Sorry, I was not clear enough...let's say that I have 1 file stored in  
HDFS and so, let's say that it is split in 3 HDFS blocks. Let's say  
that these HDFS blocks, blockA, blockB and blockC, reside respectively  
in machineA, machineB and machineC.

In another side, let's say also that this file is the input file and  
it is split based on HDFS block and so, I will have one mapper per  
input split (I will have in consequence 3 mappers: mapperA, mapperB  
and mapperC).

If I understand, it is waited that the mapperA will be executed on  
machineA, and mapperB on machineB...right? if it is the case, that is  
what I intended by the data locality optimization...the fact that each  
mapper will be executed on the machine where data reside optimizes the  
workflow execution, the traffic inside the cluster...

Now, in case that this input file is not split based on HDFS block but  
one-split per file. I will have in consequence only 1 mapper since I  
have only 1 input split. Where the computation of the mapper takes  
place? in machineA or machineB or machine C or in another machine  
inside the cluster? or it is not possible to predict the behavior of  
the system?

Thanks for the help,
Hassen

>
> Thanks,
> -b
>
>>>
>>> I hope I understood your problem properly, and my suggestion is the
>>> kind you were looking for.
>>
>> Thanks,
>> Hassen
>>
>>>
>>> Bibek
>>
>>

Re: Parallelize a workflow using mapReduce

Posted by Bibek Paudel <et...@gmail.com>.

Hi,

> Between, how the split will be done? I mean the input will be split by HDFS
> block? will I have 1 map task per HDFS block?

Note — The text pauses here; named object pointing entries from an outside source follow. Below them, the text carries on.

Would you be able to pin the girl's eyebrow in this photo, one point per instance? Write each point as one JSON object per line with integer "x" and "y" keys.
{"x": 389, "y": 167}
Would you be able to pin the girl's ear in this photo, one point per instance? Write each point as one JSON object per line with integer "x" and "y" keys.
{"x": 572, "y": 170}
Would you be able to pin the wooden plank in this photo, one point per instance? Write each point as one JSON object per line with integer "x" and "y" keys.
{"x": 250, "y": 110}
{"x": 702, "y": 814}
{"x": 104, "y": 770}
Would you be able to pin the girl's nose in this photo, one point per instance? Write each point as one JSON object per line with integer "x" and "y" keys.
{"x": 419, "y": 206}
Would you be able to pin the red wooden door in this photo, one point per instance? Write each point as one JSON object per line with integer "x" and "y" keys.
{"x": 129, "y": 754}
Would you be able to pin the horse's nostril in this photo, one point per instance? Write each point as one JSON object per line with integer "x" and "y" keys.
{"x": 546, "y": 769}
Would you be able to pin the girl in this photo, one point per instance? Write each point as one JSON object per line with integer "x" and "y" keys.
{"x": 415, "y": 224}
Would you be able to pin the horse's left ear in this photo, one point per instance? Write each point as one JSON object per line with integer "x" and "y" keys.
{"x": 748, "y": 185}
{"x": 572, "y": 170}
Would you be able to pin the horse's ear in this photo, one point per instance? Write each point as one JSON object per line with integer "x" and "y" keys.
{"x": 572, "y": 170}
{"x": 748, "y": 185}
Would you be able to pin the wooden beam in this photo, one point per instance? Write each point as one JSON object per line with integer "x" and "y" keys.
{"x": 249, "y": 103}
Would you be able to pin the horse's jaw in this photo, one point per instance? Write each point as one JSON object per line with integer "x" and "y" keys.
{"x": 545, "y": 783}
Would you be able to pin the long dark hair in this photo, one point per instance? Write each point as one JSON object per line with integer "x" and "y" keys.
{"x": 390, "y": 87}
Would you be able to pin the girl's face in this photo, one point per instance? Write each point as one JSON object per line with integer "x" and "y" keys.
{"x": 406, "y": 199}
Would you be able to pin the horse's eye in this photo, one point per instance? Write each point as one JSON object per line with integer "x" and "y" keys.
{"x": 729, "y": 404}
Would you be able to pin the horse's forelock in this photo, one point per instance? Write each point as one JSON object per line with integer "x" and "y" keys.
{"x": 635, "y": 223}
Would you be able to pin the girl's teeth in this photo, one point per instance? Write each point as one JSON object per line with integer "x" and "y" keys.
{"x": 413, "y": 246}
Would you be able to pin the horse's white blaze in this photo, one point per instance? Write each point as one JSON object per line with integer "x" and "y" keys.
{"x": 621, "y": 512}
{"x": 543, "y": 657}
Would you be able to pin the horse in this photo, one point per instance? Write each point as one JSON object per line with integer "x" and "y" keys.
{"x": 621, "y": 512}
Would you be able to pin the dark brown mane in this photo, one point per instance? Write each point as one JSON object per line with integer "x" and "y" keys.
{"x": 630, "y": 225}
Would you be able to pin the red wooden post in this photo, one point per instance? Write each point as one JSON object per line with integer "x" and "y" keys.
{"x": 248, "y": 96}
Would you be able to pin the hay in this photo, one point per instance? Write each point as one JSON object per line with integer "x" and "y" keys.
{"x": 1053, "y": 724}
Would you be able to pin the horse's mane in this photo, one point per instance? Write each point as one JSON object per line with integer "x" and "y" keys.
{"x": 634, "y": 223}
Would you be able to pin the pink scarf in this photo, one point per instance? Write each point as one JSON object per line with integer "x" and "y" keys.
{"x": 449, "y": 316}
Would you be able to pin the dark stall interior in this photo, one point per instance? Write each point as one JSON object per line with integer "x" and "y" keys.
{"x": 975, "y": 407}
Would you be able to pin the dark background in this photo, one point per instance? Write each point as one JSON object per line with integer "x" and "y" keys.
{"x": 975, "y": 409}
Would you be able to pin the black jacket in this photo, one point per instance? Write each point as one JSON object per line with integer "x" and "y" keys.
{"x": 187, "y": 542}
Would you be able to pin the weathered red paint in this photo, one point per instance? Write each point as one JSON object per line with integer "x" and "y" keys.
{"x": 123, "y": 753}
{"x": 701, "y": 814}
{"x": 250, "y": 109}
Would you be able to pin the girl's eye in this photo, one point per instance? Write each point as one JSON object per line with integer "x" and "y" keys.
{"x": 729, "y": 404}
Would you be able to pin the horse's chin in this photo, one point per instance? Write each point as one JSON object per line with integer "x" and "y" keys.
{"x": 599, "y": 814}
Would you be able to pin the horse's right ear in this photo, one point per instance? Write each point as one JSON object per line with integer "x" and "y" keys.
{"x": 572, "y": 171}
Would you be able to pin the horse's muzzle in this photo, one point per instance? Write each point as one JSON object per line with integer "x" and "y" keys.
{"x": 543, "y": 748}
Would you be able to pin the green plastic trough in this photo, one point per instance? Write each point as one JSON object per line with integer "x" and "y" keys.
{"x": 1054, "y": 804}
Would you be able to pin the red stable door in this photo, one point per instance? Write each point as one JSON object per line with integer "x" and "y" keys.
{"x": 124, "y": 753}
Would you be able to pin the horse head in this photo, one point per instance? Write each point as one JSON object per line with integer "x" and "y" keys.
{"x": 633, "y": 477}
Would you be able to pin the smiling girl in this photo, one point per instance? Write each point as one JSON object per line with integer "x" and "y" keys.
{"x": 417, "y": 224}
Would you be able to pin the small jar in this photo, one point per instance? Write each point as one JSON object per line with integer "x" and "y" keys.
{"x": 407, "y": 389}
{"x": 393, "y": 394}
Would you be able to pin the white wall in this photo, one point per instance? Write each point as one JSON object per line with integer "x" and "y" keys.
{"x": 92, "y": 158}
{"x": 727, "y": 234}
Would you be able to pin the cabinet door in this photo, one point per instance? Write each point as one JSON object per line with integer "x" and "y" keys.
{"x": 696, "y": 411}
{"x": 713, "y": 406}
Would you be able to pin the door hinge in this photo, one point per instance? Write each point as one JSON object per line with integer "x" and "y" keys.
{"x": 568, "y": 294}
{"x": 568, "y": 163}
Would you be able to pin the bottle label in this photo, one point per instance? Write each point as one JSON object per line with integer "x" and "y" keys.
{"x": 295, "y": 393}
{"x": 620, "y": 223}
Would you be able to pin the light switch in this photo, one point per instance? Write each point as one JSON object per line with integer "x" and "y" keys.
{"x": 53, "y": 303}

The default behavior is to split the file based on the HDFS block
size, but this depends on the InputFormat and you can also write your
own InputFormat to create a split of the size/nature that you want.
There are already many InputFormats that other people have written
too, please have a look, examples include: splits of N lines,
one-split per file and so on.

Yes, the default behavior is to have one mapper per input split, but
again, this can be overridden by a custom inputformat- for example, if
you ask the inputformat not to split a file, and if the file is bigger
than the block size.

 will this workflow benefit
> from Hadoop data locality optimization?
>

I did not understand this question.

Thanks,
-b

>>
>> I hope I understood your problem properly, and my suggestion is the
>> kind you were looking for.
>
> Thanks,
> Hassen
>
>>
>> Bibek
>
>

Re: Parallelize a workflow using mapReduce

Posted by Hassen Riahi <ha...@cern.ch>.

Thanks for the reply!

> On Wed, Jun 22, 2011 at 2:51 PM, Hassen Riahi <ha...@cern.ch>  
> wrote:
>> Hi all,
>>
>> I'm looking to parallelize a workflow using mapReduce. The workflow  
>> can be
>> summarized as following:
>>
>> 1- Specify the list of paths of binary files to process in a  
>> configuration
>> file (let's call this configuration file CONFIG). These binary  
>> files are
>> stored in HDFS. This list of path can vary from 1 files to 10000*  
>> files.
>> 2- Process the list of files given in CONFIG: It is done by calling a
>> command (let's call it commandX) and giving CONFIG as option, smthg  
>> like:
>> commandX CONFIG. CommandX reads CONFIG and takes care to open the  
>> files,
>> process them and generate then the output.
>> 3- Merging...this step can be ignored for now.
>>
>> The only solutions that I'm seeing to port this workflow to  
>> mapReduce are:
>>
>> 1- Write a map code which takes as input a list of paths and then  
>> call
>> appropriately commandX. But, AFAIK, the job will not be split and  
>> will run
>> as a single mapReduce job over HDFS.
>> 2- Read the input files, and then get the output of the read  
>> operation and
>> pass it as input to map code. This solution implies a deeper and  
>> complicated
>> modification of commandX.
>>
>> Any ideas, comments or suggestions would be appreciated.
>
> Hi,
> If you are looking for a hadoop-oriented solution to this, here is my
> suggestion:
>
> 1. Create a HDFS directory with all your input files in it.
it is fine to create a HDFS directory with all my input files.

> If you
> don't want to do this, create a JobConf object and add each input file
> into it (maybe by reading your CONFIG).


>
> 2. Overrise FileInputFormat and return false from isSplitable method-
> this causes each input file to be processed by a single mapper.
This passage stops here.